The Australian philosopher David Chalmers (1966— ) is best known for his work in philosophy of mind. He is a professor at the Australian National University.
Chalmers first addresses the difference between the two types of problems in the science of the mind. The easy problems, he says, are the ones that have to do with how the brain functions and handles specific tasks. The hard problem, however, is how and why the brain gives rise to consciousness at all. Although many theories address the weak problems, Chalmers does not agree that the hard problem is addressed at all by the scientific community.
He then argues for a version of property dualism. In making is his point, Chalmers invokes the Mary’s Room thought experiment from Frank Jackson.

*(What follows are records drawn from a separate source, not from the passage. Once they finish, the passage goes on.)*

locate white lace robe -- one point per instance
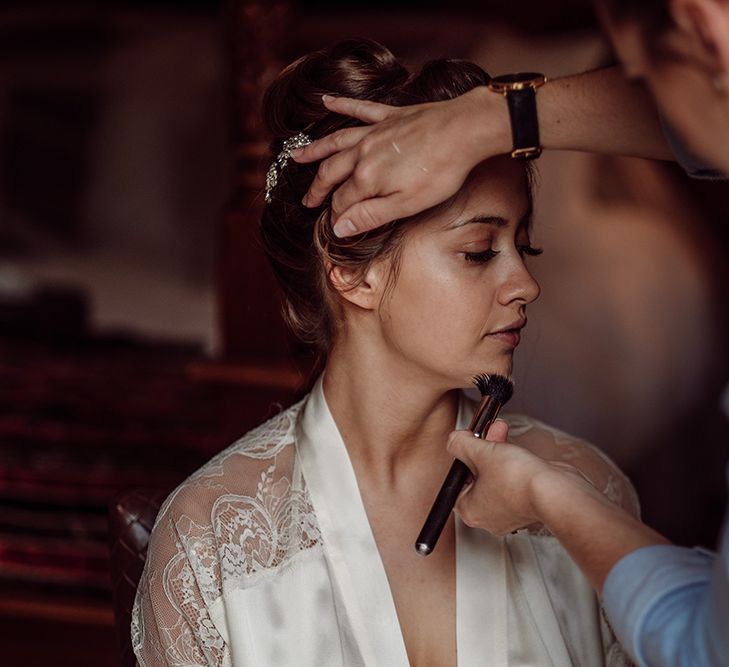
(265, 558)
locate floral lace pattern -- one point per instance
(247, 513)
(242, 516)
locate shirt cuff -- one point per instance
(641, 580)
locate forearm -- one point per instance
(599, 111)
(596, 533)
(602, 112)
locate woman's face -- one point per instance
(458, 303)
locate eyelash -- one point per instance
(486, 255)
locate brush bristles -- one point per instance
(500, 388)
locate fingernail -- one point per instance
(344, 228)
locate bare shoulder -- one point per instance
(554, 444)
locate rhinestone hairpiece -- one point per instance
(298, 141)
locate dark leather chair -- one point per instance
(131, 518)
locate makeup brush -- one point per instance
(495, 391)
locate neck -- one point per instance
(394, 420)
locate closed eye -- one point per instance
(529, 250)
(481, 257)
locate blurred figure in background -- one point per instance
(666, 603)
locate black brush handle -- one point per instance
(442, 507)
(484, 416)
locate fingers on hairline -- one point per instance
(370, 214)
(331, 144)
(365, 110)
(331, 173)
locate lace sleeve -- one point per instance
(171, 622)
(555, 445)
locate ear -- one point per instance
(707, 22)
(364, 291)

He supposes that if someone (Mary, in the example) spends her whole life without seeing colour, yet learns all of the physical and neurological facts about it, she still learns something new about colour when she sees it for the first time with her own eyes.
Chalmers believes that this argument proves the existence of a non-physical fact about consciousness. Therefore, there must be something beyond the physical world as it is known that must account for consciousness. He points out that physics attempts to provide a “theory of everything”, but it will continually fail to do so as long as it fails to include consciousness in its considerations.
As with previous unexplained phenomena, Chalmers supposes that the solution is to add a fundamental feature in order to close the explanatory gap between physics and consciousness. He argues that there must be some new mental properties, what he calls “psychophysical laws”, that must be accounted for, and that those properties must not be reducible to the physical properties of the brain.
Chalmers doesn”t suppose to know what those things are, however. He speculates that it may be the case that information theory will come into play — that information-bearing systems give rise to a certain experiential property. The more complex the system, the greater that experiential property becomes, until it becomes conscious.
A potential problem with this speculation, which Chalmers acknowledges, is that it may imply the consciousness of things that we would not normally consider to have consciousness at all. For instance, Chalmers wonders if this means that a thermostat may have some experiential properties, even if they are especially dull. He does not commit to the notion that they do, but the possibility remains in the more speculative area of his thought.